Think this is at least partially my fault. I included a phrase “(in the metric of papers written, say)” when discussing progress in the above post, but I didn’t really think this was the main metric you were judging things on. I’ll edit that out.
The sense it which it felt “bemusingly unfair” was that the natural situation it brought to mind was taking a bright grad student, telling them to work on AI safety and giving them no more supervision, then waiting 1-3 years. In that scenario I’d be ecstatic to see something like what MIRI have done.
I don’t actually think that’s the claim that was intended either, though. I think the write-up was trying to measure something like the technical impressiveness of the theorems proved (of course I’m simplifying a bit). There is at least something reasonable in assessing this, in that it is common in academia, and I think is often a decent proxy for How good are the people doing this work?, particularly if they’re optimising for that metric. In doing so it also provided some useful information to me, because I hadn’t seriously tried to assess this.
However, it isn’t the metric I actually care about. I’m interested in their theory-building rather than their theorem-proving. I wouldn’t say I’m extremely impressed by them on that metric, but at least enough that when I interpreted the claim as being about theory-building, I felt it was quite unfair.
Very interested to know whether you think this is a fair perspective on what was actually being assessed.
I feel like I care a lot about theory-building, and at least some of the other internal and external reviewers care a lot about it as well. As an example, consider External Review #1 of Paper #3 (particularly the section starting “How significant do you feel these results are for that?”).
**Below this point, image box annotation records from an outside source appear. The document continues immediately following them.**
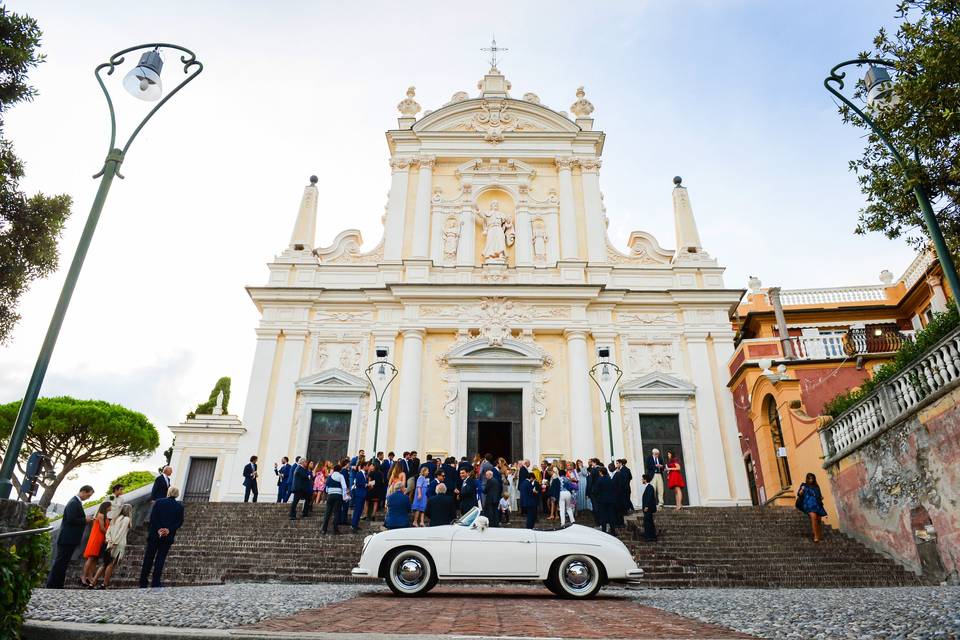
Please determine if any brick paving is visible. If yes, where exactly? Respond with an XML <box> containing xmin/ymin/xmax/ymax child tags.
<box><xmin>244</xmin><ymin>585</ymin><xmax>755</xmax><ymax>639</ymax></box>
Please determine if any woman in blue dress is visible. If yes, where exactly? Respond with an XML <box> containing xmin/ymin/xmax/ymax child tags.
<box><xmin>410</xmin><ymin>467</ymin><xmax>430</xmax><ymax>527</ymax></box>
<box><xmin>797</xmin><ymin>473</ymin><xmax>827</xmax><ymax>542</ymax></box>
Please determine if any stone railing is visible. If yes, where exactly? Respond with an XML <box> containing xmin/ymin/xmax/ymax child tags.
<box><xmin>780</xmin><ymin>284</ymin><xmax>887</xmax><ymax>306</ymax></box>
<box><xmin>820</xmin><ymin>328</ymin><xmax>960</xmax><ymax>467</ymax></box>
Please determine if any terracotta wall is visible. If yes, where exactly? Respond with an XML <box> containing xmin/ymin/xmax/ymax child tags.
<box><xmin>828</xmin><ymin>388</ymin><xmax>960</xmax><ymax>582</ymax></box>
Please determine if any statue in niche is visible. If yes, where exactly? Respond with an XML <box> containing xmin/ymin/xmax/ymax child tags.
<box><xmin>476</xmin><ymin>200</ymin><xmax>516</xmax><ymax>263</ymax></box>
<box><xmin>532</xmin><ymin>218</ymin><xmax>547</xmax><ymax>262</ymax></box>
<box><xmin>443</xmin><ymin>216</ymin><xmax>462</xmax><ymax>260</ymax></box>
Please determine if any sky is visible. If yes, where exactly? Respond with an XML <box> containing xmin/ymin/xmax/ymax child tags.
<box><xmin>0</xmin><ymin>0</ymin><xmax>913</xmax><ymax>501</ymax></box>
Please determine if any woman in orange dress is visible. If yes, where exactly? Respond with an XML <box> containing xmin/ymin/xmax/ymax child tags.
<box><xmin>666</xmin><ymin>451</ymin><xmax>687</xmax><ymax>511</ymax></box>
<box><xmin>80</xmin><ymin>500</ymin><xmax>113</xmax><ymax>587</ymax></box>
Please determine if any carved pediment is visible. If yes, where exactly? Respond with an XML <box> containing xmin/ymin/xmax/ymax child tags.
<box><xmin>296</xmin><ymin>369</ymin><xmax>370</xmax><ymax>394</ymax></box>
<box><xmin>413</xmin><ymin>98</ymin><xmax>580</xmax><ymax>139</ymax></box>
<box><xmin>620</xmin><ymin>371</ymin><xmax>697</xmax><ymax>398</ymax></box>
<box><xmin>313</xmin><ymin>229</ymin><xmax>383</xmax><ymax>264</ymax></box>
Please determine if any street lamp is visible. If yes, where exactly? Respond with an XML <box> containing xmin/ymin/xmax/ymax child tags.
<box><xmin>0</xmin><ymin>42</ymin><xmax>203</xmax><ymax>499</ymax></box>
<box><xmin>364</xmin><ymin>347</ymin><xmax>399</xmax><ymax>455</ymax></box>
<box><xmin>590</xmin><ymin>347</ymin><xmax>623</xmax><ymax>459</ymax></box>
<box><xmin>823</xmin><ymin>58</ymin><xmax>960</xmax><ymax>312</ymax></box>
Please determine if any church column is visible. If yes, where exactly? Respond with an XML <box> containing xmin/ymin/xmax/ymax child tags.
<box><xmin>457</xmin><ymin>204</ymin><xmax>477</xmax><ymax>267</ymax></box>
<box><xmin>556</xmin><ymin>157</ymin><xmax>580</xmax><ymax>260</ymax></box>
<box><xmin>580</xmin><ymin>158</ymin><xmax>607</xmax><ymax>262</ymax></box>
<box><xmin>411</xmin><ymin>156</ymin><xmax>436</xmax><ymax>258</ymax></box>
<box><xmin>563</xmin><ymin>329</ymin><xmax>596</xmax><ymax>460</ymax></box>
<box><xmin>393</xmin><ymin>329</ymin><xmax>426</xmax><ymax>450</ymax></box>
<box><xmin>684</xmin><ymin>331</ymin><xmax>742</xmax><ymax>506</ymax></box>
<box><xmin>262</xmin><ymin>329</ymin><xmax>307</xmax><ymax>498</ymax></box>
<box><xmin>710</xmin><ymin>331</ymin><xmax>750</xmax><ymax>504</ymax></box>
<box><xmin>383</xmin><ymin>158</ymin><xmax>410</xmax><ymax>262</ymax></box>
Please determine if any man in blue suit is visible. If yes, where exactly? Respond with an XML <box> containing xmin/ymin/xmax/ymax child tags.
<box><xmin>520</xmin><ymin>474</ymin><xmax>540</xmax><ymax>529</ymax></box>
<box><xmin>140</xmin><ymin>487</ymin><xmax>183</xmax><ymax>589</ymax></box>
<box><xmin>47</xmin><ymin>484</ymin><xmax>93</xmax><ymax>589</ymax></box>
<box><xmin>350</xmin><ymin>462</ymin><xmax>373</xmax><ymax>532</ymax></box>
<box><xmin>243</xmin><ymin>456</ymin><xmax>260</xmax><ymax>502</ymax></box>
<box><xmin>273</xmin><ymin>456</ymin><xmax>293</xmax><ymax>502</ymax></box>
<box><xmin>290</xmin><ymin>459</ymin><xmax>313</xmax><ymax>520</ymax></box>
<box><xmin>150</xmin><ymin>466</ymin><xmax>173</xmax><ymax>502</ymax></box>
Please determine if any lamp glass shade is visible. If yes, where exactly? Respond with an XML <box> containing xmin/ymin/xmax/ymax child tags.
<box><xmin>123</xmin><ymin>51</ymin><xmax>163</xmax><ymax>102</ymax></box>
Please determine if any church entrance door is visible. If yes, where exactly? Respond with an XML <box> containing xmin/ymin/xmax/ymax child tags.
<box><xmin>640</xmin><ymin>414</ymin><xmax>690</xmax><ymax>506</ymax></box>
<box><xmin>307</xmin><ymin>411</ymin><xmax>350</xmax><ymax>463</ymax></box>
<box><xmin>466</xmin><ymin>389</ymin><xmax>523</xmax><ymax>462</ymax></box>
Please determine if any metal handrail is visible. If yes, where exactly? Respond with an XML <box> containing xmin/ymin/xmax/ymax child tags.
<box><xmin>0</xmin><ymin>525</ymin><xmax>53</xmax><ymax>539</ymax></box>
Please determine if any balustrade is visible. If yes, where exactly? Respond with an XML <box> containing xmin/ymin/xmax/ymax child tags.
<box><xmin>820</xmin><ymin>329</ymin><xmax>960</xmax><ymax>466</ymax></box>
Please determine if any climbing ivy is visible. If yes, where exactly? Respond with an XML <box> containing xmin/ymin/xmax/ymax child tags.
<box><xmin>187</xmin><ymin>376</ymin><xmax>230</xmax><ymax>418</ymax></box>
<box><xmin>0</xmin><ymin>506</ymin><xmax>50</xmax><ymax>638</ymax></box>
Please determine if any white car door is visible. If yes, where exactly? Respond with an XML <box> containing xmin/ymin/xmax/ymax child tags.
<box><xmin>450</xmin><ymin>527</ymin><xmax>537</xmax><ymax>576</ymax></box>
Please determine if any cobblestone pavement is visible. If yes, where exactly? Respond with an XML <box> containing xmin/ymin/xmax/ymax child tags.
<box><xmin>613</xmin><ymin>587</ymin><xmax>960</xmax><ymax>640</ymax></box>
<box><xmin>27</xmin><ymin>583</ymin><xmax>960</xmax><ymax>640</ymax></box>
<box><xmin>26</xmin><ymin>583</ymin><xmax>385</xmax><ymax>629</ymax></box>
<box><xmin>246</xmin><ymin>584</ymin><xmax>751</xmax><ymax>638</ymax></box>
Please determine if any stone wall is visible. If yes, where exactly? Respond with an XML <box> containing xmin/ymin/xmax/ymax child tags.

Here are some snippets (link to document here):
The first paragraph suggests that this problem is motivated by the concern of assigning probabilities to computations. This can be viewed as an instance of the more general problems of (a) modeling a resource-bounded decision maker computing probabilities and (b) finding techniques to help a resource-bounded decision maker compute probabilities. I find both of these problems very interesting. But I think that the model here is not that useful for either of these problems. Here are some reasons why:
It’s not clear why the properties of uniform coherence are the “right” ones to focus on. Uniform coherence does imply that, for any fixed formula, the probability converges to some number, which is certainly a requirement that we would want. This is implied by the second property of uniform coherence. But that property considers not just constant sequences of formulas, but sequence where the nth formula implies the (n+1)st. Why do we care about such sequences? [...]
The issue of computational complexity is not discussed in the paper, but it is clearly highly relevant. [...]
Several more points are raised, followed by (emphasis mine):
I see no obvious modification of uniformly coherent schemes that would address these concerns. Even worse, despite the initial motivation, the authors do not seem to be thinking about these motivational issues.
For another example, see External Review #1 of Paper #4 (I’m avoiding commenting on internal reviews because I want to be sensitive to breaking anonymity).
On the website, it is promised that this paper makes a step towards figuring out how to come up with “logically non-omniscient reasoners”. [...]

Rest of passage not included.